幻のフュージョン・オムニバス盤
フュージョン・ジャズは1970年代半ばから1980年代前半の期間に流行したジャズのスタイルのひとつであるが、その流行の勢いというのは凄まじいものがあった。
アコースティックな4ビートのメインストリーム・ジャズは過去の物として片隅に押しやられ、新しいジャズの全てはエレクトリックであり8ビートであり、ソフト&メロウで聴き心地が良く、アーバンな雰囲気のジャズであった。
フュージョン・ジャズの流行当時、日本でもその猛威は凄まじかった。お洒落な洋食屋から喫茶店から、果てはスーパーマーケットまで、店内のBGMはフュージョン・ジャズが流れていた。もうジャズには、このフュージョン・ジャズしか存在しないかのような凄まじい勢いのブームだった。
そんな勢いのあるブームであるが故、その時代でしか創り出されなかったであろうフュージョン・ジャズの好盤が幾つかある。それらの「あだ花の様な好盤」はフュージョン・ジャズのブームが去った後、次々と廃盤扱いとなり、時が経つにつれ、その存在すら忘れられていった。
しかし、昨今のフュージョン・ジャズの復刻ブームに乗って、そんな忘れ去れた、その時代でしか創り出されなかったであろうフュージョン・ジャズの好盤がリイシューされている。これは、当時からのオールドなフュージョン・ジャズの我々にとっては嬉しいことである。
そんな「忘れ去れた、その時代でしか創り出されなかったであろうフュージョン・ジャズの好盤」が『NEW YORK』(写真左)である。8人の名うてのフュージョン・ギタリストがニューヨークにテーマを求めて繰り広げる、日本フュージョンの記念碑的名盤。

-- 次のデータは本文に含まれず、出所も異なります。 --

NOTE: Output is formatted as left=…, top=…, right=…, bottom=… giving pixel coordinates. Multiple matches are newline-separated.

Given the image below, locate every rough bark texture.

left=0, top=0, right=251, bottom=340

8人のギタリストとは、秋山一将、大村憲司、鈴木茂、竹田和夫、松木恒秀、松原正樹、水谷公生、矢島賢。当時、名うてのフュージョン・ギタリストがずらり。しかもギタリストの人選が「実に渋い」。当時のCBS/SONYも粋なことしたなあ。実に豪気なオムニバス盤である。
8人のギタリストが、8人8様、ニューヨークにテーマを求めて、ニューヨークのイメージをフュージョン・ジャズのギターの音で表現している。ニューヨークという大都会をイメージをフュージョン・ギターで表現する、という、今から思えば「ベタな企画」なんだが、しかし、これが素晴らしい内容なのだ。
8人のギタリスト以外に、当時、YMOのメンバーとしてブイブイ言わせていた「教授」こと、坂本龍一がキーボードとアレンジで参加していたり、パーカッションの斉藤ノブ、ドラムに林立夫や村上秀一、ベースに後藤次利などのメジャーなミュージシャンの名前をズラリと並んでおり、ジャズ畑のみならず、ロック畑のミュージシャンも巻き込んだ「異種格闘技」風のセッションがなんとも魅力的です。
とにかく聴いてみて下さい。日本フュージョン・ジャズが、当時、如何に充実していたかが判る内容です。米国のフュージョン・ジャズも良いが、日本のフュージョン・ジャズも負けていない、どころか米国フュージョン・ジャズと対等もしくはそれ以上の充実度に思わず口元が綻びます。
8人の名うてのフュージョン・ギタリストがニューヨークにテーマを求めて繰り広げるオムニバス盤という特殊なアルバムなので、今後、廃盤になってしまう可能性大と睨んでいます。入手する向きには早めの入手をお勧めします。
震災から4年8ヶ月。決して忘れない。まだ4年8ヶ月。常に関与し続ける。がんばろう東北、がんばろう関東。自分の出来ることから復興に協力し続ける。